Scottish schools could face widespread disruption on the UK national day of action by public sector unions, if teachers vote to strike over pensions in a wave of ballots during the coming weeks.
The UK action has been set for 30 November, St Andrew's Day, which would leave only Renfrewshire and Angus schools unaffected. They are the sole authorities to observe Scotland's patron saint's day and give council employees the day off work, after the Scottish Government declared it a national holiday two years ago.
Elsewhere, the risk of schools shutting is growing as more and more unions hold ballots.
The primary heads' union, the Association of Headteachers and Deputes in Scotland, announced last week that it was holding its first-ever ballot on industrial action.
Scotland's largest union, the EIS, is in the process of balloting almost 55,000 members, while the UK-wide NASUWT will hold a ballot in mid- November. The largely-English Association of Teachers and Lecturers (ATL) has a small number of members in Scotland, and the University and College Union will ballot its members who are in the teachers' pension scheme.
However, a split has opened up between these unions and others that have opted to "wait and see" the outcome of the talks between the Westminster Government and the TUC.
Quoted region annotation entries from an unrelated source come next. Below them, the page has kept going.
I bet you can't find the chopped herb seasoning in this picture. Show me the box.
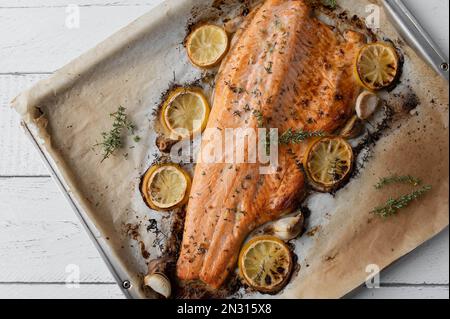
[280,129,325,145]
[264,62,273,74]
[375,175,422,189]
[321,0,337,10]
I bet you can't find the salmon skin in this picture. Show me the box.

The Scottish Secondary Teachers' Association says it will only move to a ballot once the UK Government's proposals are known and if the Government attempts to impose detrimental changes to teachers' pension arrangements.
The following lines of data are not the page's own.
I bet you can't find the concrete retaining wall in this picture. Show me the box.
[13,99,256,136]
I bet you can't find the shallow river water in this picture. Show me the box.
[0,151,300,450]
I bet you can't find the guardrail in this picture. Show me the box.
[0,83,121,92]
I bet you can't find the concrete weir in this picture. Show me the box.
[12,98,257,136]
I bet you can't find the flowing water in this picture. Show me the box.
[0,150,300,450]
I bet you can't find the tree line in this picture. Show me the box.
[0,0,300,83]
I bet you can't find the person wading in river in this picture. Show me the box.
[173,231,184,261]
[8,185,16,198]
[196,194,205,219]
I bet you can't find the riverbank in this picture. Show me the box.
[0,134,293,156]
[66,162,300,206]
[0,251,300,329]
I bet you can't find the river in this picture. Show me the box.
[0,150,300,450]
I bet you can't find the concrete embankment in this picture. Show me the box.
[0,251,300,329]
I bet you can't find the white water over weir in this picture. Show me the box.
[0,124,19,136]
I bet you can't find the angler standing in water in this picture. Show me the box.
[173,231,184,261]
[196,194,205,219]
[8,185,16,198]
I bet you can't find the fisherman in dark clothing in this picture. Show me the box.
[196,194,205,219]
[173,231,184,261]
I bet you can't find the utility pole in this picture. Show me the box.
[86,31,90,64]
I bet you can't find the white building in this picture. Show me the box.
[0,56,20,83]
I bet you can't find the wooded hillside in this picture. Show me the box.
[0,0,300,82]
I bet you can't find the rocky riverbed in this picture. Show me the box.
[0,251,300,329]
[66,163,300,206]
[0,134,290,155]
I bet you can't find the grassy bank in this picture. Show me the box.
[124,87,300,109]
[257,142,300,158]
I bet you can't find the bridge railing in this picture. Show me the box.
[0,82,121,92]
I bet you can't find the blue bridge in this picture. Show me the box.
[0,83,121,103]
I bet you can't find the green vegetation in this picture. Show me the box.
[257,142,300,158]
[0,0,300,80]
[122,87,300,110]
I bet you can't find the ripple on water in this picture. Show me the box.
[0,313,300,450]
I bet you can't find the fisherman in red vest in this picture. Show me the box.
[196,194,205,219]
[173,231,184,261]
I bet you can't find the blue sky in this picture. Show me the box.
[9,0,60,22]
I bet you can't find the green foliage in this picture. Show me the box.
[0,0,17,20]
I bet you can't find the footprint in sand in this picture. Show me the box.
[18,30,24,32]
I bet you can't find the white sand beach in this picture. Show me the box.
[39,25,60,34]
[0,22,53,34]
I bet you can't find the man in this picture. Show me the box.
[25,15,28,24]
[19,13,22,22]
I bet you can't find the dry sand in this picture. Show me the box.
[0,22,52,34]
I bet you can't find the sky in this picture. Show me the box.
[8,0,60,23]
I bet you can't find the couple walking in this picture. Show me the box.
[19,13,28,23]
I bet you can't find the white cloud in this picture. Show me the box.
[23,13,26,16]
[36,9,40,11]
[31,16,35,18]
School Leaders Scotland, which represents heads and deputes in secondary, is allied to the equivalent English union, the Association of School and College Leaders, which has so far held back from balloting its members.
School Leaders Scotland general secretary Ken Cunningham said there was "still a lot of water to flow under the bridge" and that his organisation did not want to make decisions on "unknowns". SLS members' views would be canvassed after their annual conference in November, he said. The association was "absolutely against" the proposed changes to pension arrangements, he insisted, and ASCL was keeping them "in complete touch" with the negotiations in London.
Greg Dempster, general secretary of AHDS, objected to the fact that the pace of negotiations was being dictated by the Westminster Government. With all the discussions being held in London, there was "no seat for us to sit at, to make our views heard on this or engage in negotiations", he said.
He added that his members were in a "fairly unanimous mood" in their opposition to pension changes.
"They really are horrified at the changes proposed, both the increase in contributions and the fact that promoted members of staff are going to be hit harder by the increased contributions - at a time of a pay freeze. I don't think there is a firm foundation for saying these increases are needed, because there has not been an evaluation of the scheme," he said.
But he acknowledged his 1,400 members, covering a little over half of Scotland's primaries, were not unanimous in their support for strike action.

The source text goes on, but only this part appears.